Mais, en réclamant le pardon d'avoir été trop charitable, que vous êtes, j'en suis sûr, très-disposés à lui accorder, votre conseil d'administration prétend tirer profit de la leçon qu'il vient de recevoir; pour faire oublier sa faute, il vient vous proposer les moyens de la réparer.

Notre gêne momentanée sera facilement guérie, et nous aurons bien vite reconquis toute notre puissance de faire le bien, à deux conditions assez difficiles, je l'avoue, mais sans lesquelles les œuvres ne sauraient durer.

Il faut, avant tout, introduire dans nos dépenses la plus stricte, la plus sévère économie; c'est un devoir bien pénible que de se montrer rigoureux envers la misère et de chicaner avec le besoin. Le premier mouvement, quand on voit couler une larme, est de l'essuyer; quand on entend une plainte, de l'apaiser; quand une souffrance se révèle, de la secourir ; et l'inconvénient d'avoir été dupe quelquefois pèse bien peu, à côté du malheur d'avoir méconnu une douleur légitime, ou fermé l'oreille au cri de la faim. Mais ce premier mouvement, qui est une des libertés et un des plus grands charmes de la charité personnelle et particulière, n'est jamais permis aux œuvres. Les œuvres sont les dépositaires, et, en quelque sorte, les agents de la libéralité d'autrui; elles n'ont droit de demander qu'à la condition de veiller avec l'attention la plus scrupuleuse au bon emploi de ce qu'elles reçoivent, et la charité privée ne les prend pour intermédiaire que parce qu'elle croit trou

ver dans leur organisation ce qui lui manque : la certitude de n'être pas trompée, et de ne donner qu'à bon escient. Sollicitée sans cesse par des instances inconnues et des pétitions étrangères, accablée sous le poids de réclamations qu'elle ne saurait vérifier, elle s'adresse aux associations, parce qu'elle attend d'elles ces recherches, ces enquêtes, ces vérifications, impossibles à son isolement et à son inexpérience. Donner avec facilité, se livrer aux inspirations de son cœur, sans appeler à son aide les conseils de la raison et les lumières de l'expérience, tout cela peut être le droit de celui qui dispose de sa fortune et distribue son argent; mais, de la part d'une œuvre, ce serait manquer au premier de ses devoirs, et trahir la promesse de ses règlements.
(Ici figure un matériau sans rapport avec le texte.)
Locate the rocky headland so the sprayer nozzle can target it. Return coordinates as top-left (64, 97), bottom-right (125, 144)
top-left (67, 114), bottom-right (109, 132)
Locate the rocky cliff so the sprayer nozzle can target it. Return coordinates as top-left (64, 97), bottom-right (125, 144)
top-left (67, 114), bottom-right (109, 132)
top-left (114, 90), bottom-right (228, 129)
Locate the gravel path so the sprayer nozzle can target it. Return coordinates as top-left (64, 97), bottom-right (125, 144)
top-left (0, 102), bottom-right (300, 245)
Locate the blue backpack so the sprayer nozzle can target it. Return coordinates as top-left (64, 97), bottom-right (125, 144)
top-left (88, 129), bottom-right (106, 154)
Et quelle œuvre, plus que la nôtre, a besoin de se défendre du premier mouvement?

Les associations qui se vouent au service des pauvres ordinaires, de ceux qui vivent de la charité publique et privée, n'ont pas grande chance de se tromper: un peu de paille pour lit, des haillons pour vêtements, pour logement une mansarde sous les toits, ouverte à tous les vents et exposée à toutes les intempéries, sont des symptômes de misère et des certificats de souffrances que la fraude n'imite guère; et d'ailleurs l'assistance et la notoriété publiques ont sur la situation de ceux qui demandent ostensiblement des renseignements précieux, et qu'il ne faut pas dédaigner.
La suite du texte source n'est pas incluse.